The first question is one I think about each day when I wake up: Why bother? Why do this? Being a writer is filled with constant, solitary effort, and rejections, so many of the latter that you learn to make a friend of it. Second to parenting, it's the hardest thing I've ever attempted, yet millions strive to do this. Why?
Three sayings help propel my life these days.
The ordinary world is filled with extraordinary stories. I came up with this, corollary to the other one I love: "God created man because He loves stories." I want to write because each person you meet, no matter how obscure or ordinary, is a fountain of stories — about himself, his experiences, the people he knows. That's a big reason to love humanity, I think. (There are very few people I dislike and, when I do, the reasons are usually valid and profound).

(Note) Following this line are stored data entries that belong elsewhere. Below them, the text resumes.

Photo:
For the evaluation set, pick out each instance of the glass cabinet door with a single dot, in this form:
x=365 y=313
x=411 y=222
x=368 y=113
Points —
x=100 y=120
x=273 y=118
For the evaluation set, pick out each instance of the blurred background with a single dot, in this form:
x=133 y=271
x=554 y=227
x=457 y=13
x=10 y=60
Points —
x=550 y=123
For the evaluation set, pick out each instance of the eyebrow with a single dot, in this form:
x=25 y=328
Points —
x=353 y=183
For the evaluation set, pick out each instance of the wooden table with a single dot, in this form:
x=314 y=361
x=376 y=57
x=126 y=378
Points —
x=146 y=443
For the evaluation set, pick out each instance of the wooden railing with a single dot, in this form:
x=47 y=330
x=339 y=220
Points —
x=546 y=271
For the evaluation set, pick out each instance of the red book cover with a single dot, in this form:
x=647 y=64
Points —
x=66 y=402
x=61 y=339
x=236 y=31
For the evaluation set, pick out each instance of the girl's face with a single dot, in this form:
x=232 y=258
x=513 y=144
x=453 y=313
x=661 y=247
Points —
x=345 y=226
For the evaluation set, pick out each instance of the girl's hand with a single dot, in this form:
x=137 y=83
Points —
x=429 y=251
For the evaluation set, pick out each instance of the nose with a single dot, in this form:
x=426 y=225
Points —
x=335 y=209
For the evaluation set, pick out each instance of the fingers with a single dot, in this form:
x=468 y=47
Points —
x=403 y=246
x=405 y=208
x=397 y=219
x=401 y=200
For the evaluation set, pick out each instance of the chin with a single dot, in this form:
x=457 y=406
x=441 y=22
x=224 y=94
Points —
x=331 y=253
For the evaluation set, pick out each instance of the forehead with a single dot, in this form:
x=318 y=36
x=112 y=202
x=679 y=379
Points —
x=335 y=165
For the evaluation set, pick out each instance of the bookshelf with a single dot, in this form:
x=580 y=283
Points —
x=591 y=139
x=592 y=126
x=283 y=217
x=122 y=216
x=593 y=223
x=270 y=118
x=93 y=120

Paraphrasing Hemingway: "Your job is not to tell what happened, but to make the reader feel it all happened to him." This is why it's hard work, why it's got to be "show, not tell," why it's about conflicts and compression and yearning. Our lives are filled with people reporting, "OK, here's what happened," but to make the reader feel "Oh my God, what would I do if this were me?!" sets a very high bar. And I like a challenge.
"Rise and shine, buttercup. This damn thing won't write itself." Well, that's the long and short of it. I have to persist and write every day, or else it'll get put off and sidetracked and dismissed, and nothing will get done. One scene per day, or one page each day, means over 360 scenes or 360 pages by the end of a year. My first book took me three years to complete; the second one, nearly a year; the third one, seven months. I'm trying to get this next one done within a season.
What about you? Why do you bother? What keeps you going?